Now, in collaboration with the Academia Sinica in Taiwan, they've assembled more than 300 genomes and identified 172,000 NUIs.
While Wong's presentation highlighted some of the inadequacies of existing linear reference genomes, she noted that the linear form was still important for her work.
"We're putting data back to where they belong in a linear fashion," she said. And context for NUIs is very important. "An insertion landing in an intron will be very different than one landing in an exon," she said.
Later in the session, researchers from Seven Bridges Genomics, a bioinformatics firm based in Charlestown, Massachusetts and Belgrade, Serbia, and the University of California, Santa Cruz Genomics Institute discussed the emerging graph genome technology that will bake in variation to the reference. The graph concept allows for representation of SNPs, indels, duplications, and inversions in a reference sequence and could help identify variants.
A "simple" graph-based informatics pipeline made for whole-genome trio sequencing — where two parents and their child are sequenced, often to help diagnose a rare disease — helped make extra calls for approximately 300,000 SNPs and 45,000 indels, on average, across three families, said Amit Jain, graph technology director at Seven Bridges. A "bespoke graph reference" made from the parents' genotypes to be compared against the child's genome helped call more than 35,000 more SNPs and more than 15,000 extra indels, a Seven Bridges spokesperson added in an email.
Researchers from Seven Bridges published a technical report on benchmarking studies of its Graph Genome Pipeline in January in Nature Genetics. "Using a graph genome reference improves read mapping sensitivity and produces a 0.5 percent increase in variant calling recall, with unaffected specificity. Structural variations incorporated into a graph genome can be genotyped accurately under a unified framework," the authors wrote.

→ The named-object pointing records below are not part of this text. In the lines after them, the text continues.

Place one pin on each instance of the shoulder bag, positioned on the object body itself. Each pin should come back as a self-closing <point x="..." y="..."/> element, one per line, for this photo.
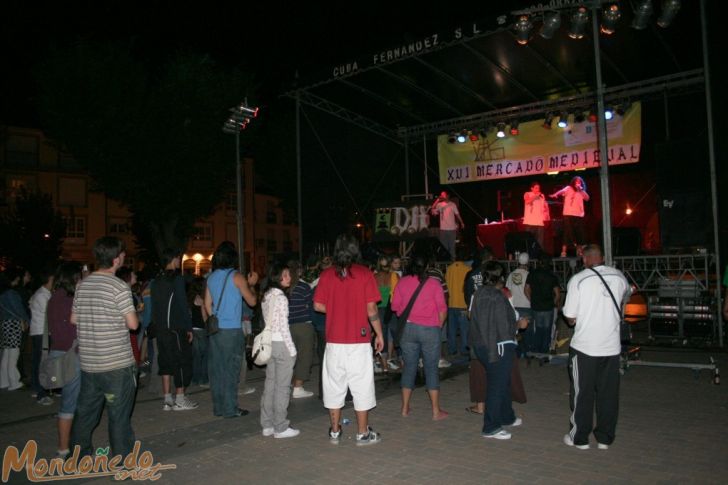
<point x="405" y="314"/>
<point x="56" y="372"/>
<point x="213" y="323"/>
<point x="262" y="343"/>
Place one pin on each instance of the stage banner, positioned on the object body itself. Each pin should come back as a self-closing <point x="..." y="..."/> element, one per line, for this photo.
<point x="536" y="150"/>
<point x="403" y="222"/>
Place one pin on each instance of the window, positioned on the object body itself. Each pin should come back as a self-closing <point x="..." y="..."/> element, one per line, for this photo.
<point x="202" y="237"/>
<point x="22" y="150"/>
<point x="75" y="229"/>
<point x="119" y="226"/>
<point x="72" y="192"/>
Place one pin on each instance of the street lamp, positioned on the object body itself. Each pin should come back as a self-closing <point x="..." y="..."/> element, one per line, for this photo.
<point x="240" y="117"/>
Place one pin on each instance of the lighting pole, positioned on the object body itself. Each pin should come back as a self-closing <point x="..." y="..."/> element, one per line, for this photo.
<point x="239" y="118"/>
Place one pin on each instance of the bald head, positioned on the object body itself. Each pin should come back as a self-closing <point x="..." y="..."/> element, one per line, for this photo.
<point x="592" y="255"/>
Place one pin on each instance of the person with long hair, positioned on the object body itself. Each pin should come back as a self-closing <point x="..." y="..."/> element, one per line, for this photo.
<point x="64" y="334"/>
<point x="347" y="293"/>
<point x="226" y="346"/>
<point x="574" y="195"/>
<point x="493" y="328"/>
<point x="421" y="334"/>
<point x="13" y="320"/>
<point x="279" y="370"/>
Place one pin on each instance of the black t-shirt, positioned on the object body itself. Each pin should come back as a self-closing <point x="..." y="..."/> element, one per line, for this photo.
<point x="542" y="283"/>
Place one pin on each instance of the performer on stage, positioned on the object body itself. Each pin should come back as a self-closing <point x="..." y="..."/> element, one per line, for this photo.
<point x="449" y="221"/>
<point x="574" y="196"/>
<point x="534" y="209"/>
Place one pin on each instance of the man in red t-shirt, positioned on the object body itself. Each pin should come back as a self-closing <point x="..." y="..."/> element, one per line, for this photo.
<point x="347" y="293"/>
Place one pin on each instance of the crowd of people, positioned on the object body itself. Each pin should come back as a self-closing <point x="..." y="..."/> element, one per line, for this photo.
<point x="355" y="318"/>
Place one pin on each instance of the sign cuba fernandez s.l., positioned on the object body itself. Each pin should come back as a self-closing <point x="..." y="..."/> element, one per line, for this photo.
<point x="402" y="222"/>
<point x="432" y="42"/>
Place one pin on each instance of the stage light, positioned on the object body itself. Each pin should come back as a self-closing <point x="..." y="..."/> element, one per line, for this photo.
<point x="642" y="14"/>
<point x="563" y="120"/>
<point x="548" y="120"/>
<point x="523" y="29"/>
<point x="501" y="133"/>
<point x="551" y="23"/>
<point x="610" y="17"/>
<point x="670" y="8"/>
<point x="579" y="19"/>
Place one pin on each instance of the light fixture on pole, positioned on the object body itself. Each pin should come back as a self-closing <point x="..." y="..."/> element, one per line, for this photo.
<point x="239" y="119"/>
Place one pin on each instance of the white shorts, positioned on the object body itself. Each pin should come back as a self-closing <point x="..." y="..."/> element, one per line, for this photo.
<point x="348" y="366"/>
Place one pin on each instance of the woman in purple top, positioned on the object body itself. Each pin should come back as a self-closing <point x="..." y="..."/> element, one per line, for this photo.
<point x="421" y="335"/>
<point x="62" y="335"/>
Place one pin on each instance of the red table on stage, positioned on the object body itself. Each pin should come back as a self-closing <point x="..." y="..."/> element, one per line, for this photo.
<point x="494" y="235"/>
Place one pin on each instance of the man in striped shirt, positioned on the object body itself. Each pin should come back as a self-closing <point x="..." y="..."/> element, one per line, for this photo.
<point x="104" y="312"/>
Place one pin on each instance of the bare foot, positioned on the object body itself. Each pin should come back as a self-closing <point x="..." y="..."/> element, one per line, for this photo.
<point x="440" y="415"/>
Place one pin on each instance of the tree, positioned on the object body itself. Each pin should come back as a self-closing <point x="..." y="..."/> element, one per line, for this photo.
<point x="150" y="136"/>
<point x="32" y="231"/>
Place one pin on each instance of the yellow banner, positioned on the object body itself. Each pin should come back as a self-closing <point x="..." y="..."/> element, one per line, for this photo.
<point x="536" y="150"/>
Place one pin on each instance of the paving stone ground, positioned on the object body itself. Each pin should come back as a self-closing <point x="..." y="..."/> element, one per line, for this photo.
<point x="672" y="429"/>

They noted that a graph genome concept could also include transcriptomic data, where "the transcriptome could be represented as genomic deletions, allowing RNA-seq reads to be directly aligned across exon–exon junctions" and that it could enable a "personalized graph genome … in order to provide an optimized scaffold for somatic variant detection in matched cancer genomes."
And graph reference representations helped to better detect structural variations with large effects, particularly insertions, according to Charles Markello, a graduate student in Benedict Paten's lab at UCSC. He added that graph genomes can reduce bias and allele skew when mapping reads, as shown by simulated data sets.
UCSC has developed a variation graph (vg) toolkit, which is available on GitHub, described in 2018 in Nature Biotechnology. The vg toolkit can "construct or import a graph, modify it, visualize it, and use it as a reference," the authors wrote, as well as "accurately map new sequence reads to the reference using succinct indexes of the graph and its sequence space" and "describe variation between a new sample and an arbitrary reference embedded as a path in the graph."
In July, the group posted a preprint to BioRxiv describing an extended vg toolkit for structural variant (SV) genotyping. The authors wrote that its "method of mapping reads to a variation graph leads to better SV genotyping compared to other state of the art methods," adding that their work "shows the benefit of directly utilizing de novo assemblies rather than variant catalogs to integrate SVs in genome graphs."
"We envision a future in which the lines between variant calling, alignment, and assembly are blurred by rapid changes in sequencing technology," they wrote.
Wong said "objectively, graph [representation] is clearly better" than linear representation of the genome. But she was interested to see if the ASHG crowd, especially the more clinically minded ones, would buy in. "I want to ask them if they actually want to use a graph genome," she said.